Abstract
Background Tumor necrosis factor-α (TNF-α) is a multifunctional cytokine that has cytotoxic, cytostatic and immunomodulatory effects on malignant tumors. However, clinical trials have revealed high systemic toxicity and this has hampered its utilization as an anti-cancer agent. In this study, a human TNF-α mutant was created and tested for its anti-tumor effects.
Methods The TNF mutant (recombinant mutated human TNF; rmhTNF) was prepared by protein engineering in which amino acids Pro, Ser and Asp at positions 8, 9 and 10 of TNF-α were substituted by Arg, Lys and Arg, and C terminal Leu157 was substituted by Phe, along with deletion of the first seven N-terminal amino acids. Prokaryotic expression recombinant vector pBV-mhTNF containing the PLPR promotor was constructed and transformed into E. coli DH5α. The rmhTNF was expressed in a partially soluble form in DH5α, purified from the supernatant of cell lysate by ammonia sulfate precipitation and two sequential chromatographic steps.

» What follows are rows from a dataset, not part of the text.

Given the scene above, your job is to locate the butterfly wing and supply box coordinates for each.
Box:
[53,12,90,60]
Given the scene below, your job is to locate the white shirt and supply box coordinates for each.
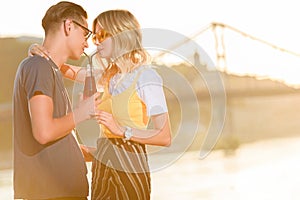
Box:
[109,66,168,116]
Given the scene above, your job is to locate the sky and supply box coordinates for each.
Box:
[0,0,300,84]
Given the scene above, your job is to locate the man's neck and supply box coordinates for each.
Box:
[43,37,68,68]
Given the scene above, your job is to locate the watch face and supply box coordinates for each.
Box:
[125,127,132,140]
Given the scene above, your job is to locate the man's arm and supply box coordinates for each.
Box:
[29,93,101,144]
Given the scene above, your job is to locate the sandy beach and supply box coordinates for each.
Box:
[0,137,300,200]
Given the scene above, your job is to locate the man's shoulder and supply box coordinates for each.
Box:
[20,56,51,71]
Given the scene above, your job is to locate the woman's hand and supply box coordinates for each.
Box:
[95,110,125,137]
[28,43,50,60]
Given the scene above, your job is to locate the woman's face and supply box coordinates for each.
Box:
[94,24,113,59]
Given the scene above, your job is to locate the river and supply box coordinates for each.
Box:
[0,137,300,200]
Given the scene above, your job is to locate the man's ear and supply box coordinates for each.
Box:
[64,19,72,36]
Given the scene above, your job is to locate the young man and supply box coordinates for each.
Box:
[13,1,100,199]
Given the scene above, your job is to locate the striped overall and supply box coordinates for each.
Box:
[91,73,151,200]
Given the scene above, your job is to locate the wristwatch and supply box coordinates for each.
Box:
[124,126,133,140]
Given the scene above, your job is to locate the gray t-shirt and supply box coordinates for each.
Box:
[13,56,88,199]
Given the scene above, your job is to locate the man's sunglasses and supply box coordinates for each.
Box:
[72,20,93,40]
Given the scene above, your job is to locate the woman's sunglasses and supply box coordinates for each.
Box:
[92,29,112,45]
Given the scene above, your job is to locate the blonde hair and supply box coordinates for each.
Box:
[93,10,150,84]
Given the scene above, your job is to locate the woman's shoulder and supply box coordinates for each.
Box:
[139,65,162,83]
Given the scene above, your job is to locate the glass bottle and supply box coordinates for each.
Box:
[83,64,97,99]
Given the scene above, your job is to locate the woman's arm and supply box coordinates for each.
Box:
[96,111,171,146]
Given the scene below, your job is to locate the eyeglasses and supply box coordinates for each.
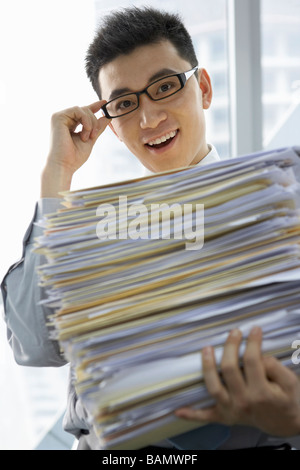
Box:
[102,67,198,119]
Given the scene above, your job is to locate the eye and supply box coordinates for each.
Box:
[157,82,173,93]
[151,78,180,98]
[117,100,135,110]
[108,95,138,115]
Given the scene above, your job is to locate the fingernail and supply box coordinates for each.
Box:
[250,326,261,336]
[202,346,212,359]
[230,328,241,338]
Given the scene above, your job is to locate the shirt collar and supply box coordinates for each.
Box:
[144,144,221,176]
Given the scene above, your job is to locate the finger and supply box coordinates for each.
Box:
[202,347,228,403]
[88,100,107,114]
[221,329,246,400]
[263,357,300,392]
[70,107,96,142]
[243,327,267,391]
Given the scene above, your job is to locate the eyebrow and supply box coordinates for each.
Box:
[108,68,178,101]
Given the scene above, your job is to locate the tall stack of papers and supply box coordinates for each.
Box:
[36,148,300,449]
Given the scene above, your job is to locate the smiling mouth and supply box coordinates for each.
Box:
[145,130,178,149]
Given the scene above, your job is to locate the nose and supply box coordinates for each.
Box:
[139,95,167,129]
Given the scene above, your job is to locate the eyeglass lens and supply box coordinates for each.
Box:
[106,75,182,117]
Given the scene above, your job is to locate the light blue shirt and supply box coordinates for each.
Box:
[1,145,296,449]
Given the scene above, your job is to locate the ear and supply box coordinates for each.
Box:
[198,69,212,109]
[108,121,122,142]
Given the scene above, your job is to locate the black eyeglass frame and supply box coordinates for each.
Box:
[101,65,199,119]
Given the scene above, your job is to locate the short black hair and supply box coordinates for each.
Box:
[86,7,198,99]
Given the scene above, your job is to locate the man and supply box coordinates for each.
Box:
[2,8,300,449]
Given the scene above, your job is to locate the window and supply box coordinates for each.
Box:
[261,0,300,148]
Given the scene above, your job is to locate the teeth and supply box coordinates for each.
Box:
[148,131,177,146]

Results The purified rmhTNF was >95% pure by SDS–PAGE stained with silver and high-pressure size exclusion chromatography (SEC-HPLC). Its yield was about 1.22 mg/g wet cell paste. The mutant rmhTNF exhibited an approximately 50-fold increase in cytotoxicity relative to the wild-type rhTNF on the mouse fibroblast cell line L929 in a standard cytotoxicity test, and at least and at least 50 times higher LD50 as wild type rhTNF in mice. In vivo biological activity studies carried out on tumor cell transplanted mice and nude mice also showed a more effective cytotoxicity of rmhTNF than rhTNF.
Discussion These results suggest that rmhTNF has potential for developing an effective anti-tumor reagent for some tumors.